We created these graphs:

  • embeddings by calling the method create_embeddings_graph for the embedding layer. Note that the optimizer step for embedding layer happens straight after the backward pass on device, so there is no need to store the gradient in a buffer.
  • layer by calling the method create_decoder_block_graph for each GPTJ decoder layer. Its buffer contains the forward tensors and gradient tensors. Since each GPTJ decoder layer has identical input and output data type and shape, we stack the buffers for each layer together. Hence, the number of entries in the buffers is the same as the number of decoder layers.
  • head by calling the method create_task_head_graph for the task head layer. There are some slight differences in the implementation from the above two instances.
    • Its gradient graph is combined with the forward graph by using GPTJPretrainingLossAndGrad. The calculation of gradients happens just after the forward graph calculation in the same phase. Hence, the fwd graph includes both the graph for forward pass and the calculation of its gradients.
    • Unlike in gpt, gpt-j does not use of tied embedding.

Apply transformations on graphs

We then apply transformations to the graphs built:

  • recomputation: to reduce memory consumption in backward pass for embedding gradients and decoder gradients. You can transform the gradient graphs by using popxl_addons.recompute_graph method.

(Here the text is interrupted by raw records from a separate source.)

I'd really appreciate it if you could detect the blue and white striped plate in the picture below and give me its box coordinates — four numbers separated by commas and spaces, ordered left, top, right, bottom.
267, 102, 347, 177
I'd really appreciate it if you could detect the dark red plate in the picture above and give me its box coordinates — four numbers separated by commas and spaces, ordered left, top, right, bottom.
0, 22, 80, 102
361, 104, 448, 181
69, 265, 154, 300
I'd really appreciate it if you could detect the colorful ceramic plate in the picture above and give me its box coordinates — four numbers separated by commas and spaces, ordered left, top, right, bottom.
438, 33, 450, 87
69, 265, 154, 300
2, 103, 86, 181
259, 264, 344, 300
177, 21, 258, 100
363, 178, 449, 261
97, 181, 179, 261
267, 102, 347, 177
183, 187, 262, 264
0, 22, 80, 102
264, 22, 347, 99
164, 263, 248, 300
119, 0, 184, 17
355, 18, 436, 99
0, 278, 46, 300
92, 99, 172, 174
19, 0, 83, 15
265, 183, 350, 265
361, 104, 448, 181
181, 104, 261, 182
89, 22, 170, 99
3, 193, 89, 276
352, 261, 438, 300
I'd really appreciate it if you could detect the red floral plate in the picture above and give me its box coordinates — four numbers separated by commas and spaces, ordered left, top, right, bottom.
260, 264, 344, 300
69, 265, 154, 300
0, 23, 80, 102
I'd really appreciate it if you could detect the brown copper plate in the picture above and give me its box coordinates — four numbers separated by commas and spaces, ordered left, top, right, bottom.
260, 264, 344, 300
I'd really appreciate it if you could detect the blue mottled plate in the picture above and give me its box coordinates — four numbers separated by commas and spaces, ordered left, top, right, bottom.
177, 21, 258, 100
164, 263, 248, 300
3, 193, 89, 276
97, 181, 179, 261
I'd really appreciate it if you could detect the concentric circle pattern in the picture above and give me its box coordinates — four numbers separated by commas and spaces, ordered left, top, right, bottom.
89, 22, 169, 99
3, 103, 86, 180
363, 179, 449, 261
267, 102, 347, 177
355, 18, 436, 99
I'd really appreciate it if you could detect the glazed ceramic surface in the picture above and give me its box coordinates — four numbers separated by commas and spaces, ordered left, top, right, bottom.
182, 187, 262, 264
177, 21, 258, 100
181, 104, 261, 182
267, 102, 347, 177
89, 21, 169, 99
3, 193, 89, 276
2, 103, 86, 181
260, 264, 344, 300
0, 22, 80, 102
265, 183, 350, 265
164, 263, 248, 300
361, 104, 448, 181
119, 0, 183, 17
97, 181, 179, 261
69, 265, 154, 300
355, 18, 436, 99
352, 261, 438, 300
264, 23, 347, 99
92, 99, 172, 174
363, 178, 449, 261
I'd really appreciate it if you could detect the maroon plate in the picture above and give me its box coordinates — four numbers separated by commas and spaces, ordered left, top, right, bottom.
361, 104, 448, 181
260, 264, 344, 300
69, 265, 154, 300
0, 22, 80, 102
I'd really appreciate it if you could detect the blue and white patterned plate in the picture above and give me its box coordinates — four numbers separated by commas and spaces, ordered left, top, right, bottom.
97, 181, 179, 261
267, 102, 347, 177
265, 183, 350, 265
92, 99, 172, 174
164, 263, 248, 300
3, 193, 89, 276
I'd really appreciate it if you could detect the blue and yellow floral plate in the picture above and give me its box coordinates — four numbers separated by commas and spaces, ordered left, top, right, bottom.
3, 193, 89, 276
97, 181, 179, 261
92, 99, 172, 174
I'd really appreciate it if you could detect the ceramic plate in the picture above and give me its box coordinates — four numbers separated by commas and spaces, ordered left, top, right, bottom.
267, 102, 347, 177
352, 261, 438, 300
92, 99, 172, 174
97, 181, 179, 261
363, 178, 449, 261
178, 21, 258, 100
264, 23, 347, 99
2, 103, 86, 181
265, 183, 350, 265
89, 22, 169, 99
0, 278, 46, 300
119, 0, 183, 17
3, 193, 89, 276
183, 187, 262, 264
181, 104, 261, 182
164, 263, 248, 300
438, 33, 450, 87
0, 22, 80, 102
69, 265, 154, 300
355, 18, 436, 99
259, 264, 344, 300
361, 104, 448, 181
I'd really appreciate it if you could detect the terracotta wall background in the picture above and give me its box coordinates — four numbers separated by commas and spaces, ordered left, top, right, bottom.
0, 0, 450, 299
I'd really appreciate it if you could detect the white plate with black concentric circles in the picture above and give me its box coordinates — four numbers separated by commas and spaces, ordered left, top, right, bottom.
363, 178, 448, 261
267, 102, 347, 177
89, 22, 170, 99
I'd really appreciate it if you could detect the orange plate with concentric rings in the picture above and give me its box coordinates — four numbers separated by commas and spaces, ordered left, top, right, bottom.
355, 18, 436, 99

  • batch serialisation: to avoid the frequent loading and offloading of the variables and graphs in different layers for each batch, we use batch serialisation. It repeats the same graph with different data for each partition of the model for steps times. You can find the transformed graphs in embeddings_batch_serialise, decoder_block_batch_serialise and head_batch_serialise respectively. Each batch serialization produces the forward and gradient graphs and the activations. You can get the transformed graphs for the embedding and decoder layers by using the popxl_addons.transforms.batch_serialisation.batch_serialise_fwd_and_grad directly. As for head layer that has a combined forward and gradient graph, it uses popxl_addons.transforms.batch_serialisation.batch_serialise.

For batch serialisation, we also need to create remote buffers to load the inputs and store outputs for each partition by using popxl_addons.batch_serial_buffer. In this application, we use the remote buffers x_buffer and dx_buffer respectively to handle the intermediate outputs of each partition in the forward pass and backward pass . The two buffers for this application are illustrated in the following diagram. Each row handles config.gradient_accumulation elements. Since we use RTS over activations, these buffers are sharded.

Buffers x_buffer and dx_buffer

For instance, in x_buffer, row 0 stores the output of the embedding layer in forward pass . The output of each GPT-J decoder layer is stored from row 1 to config.model.layers+1. Note that the rows in the two buffers are filled up in the opposite directions.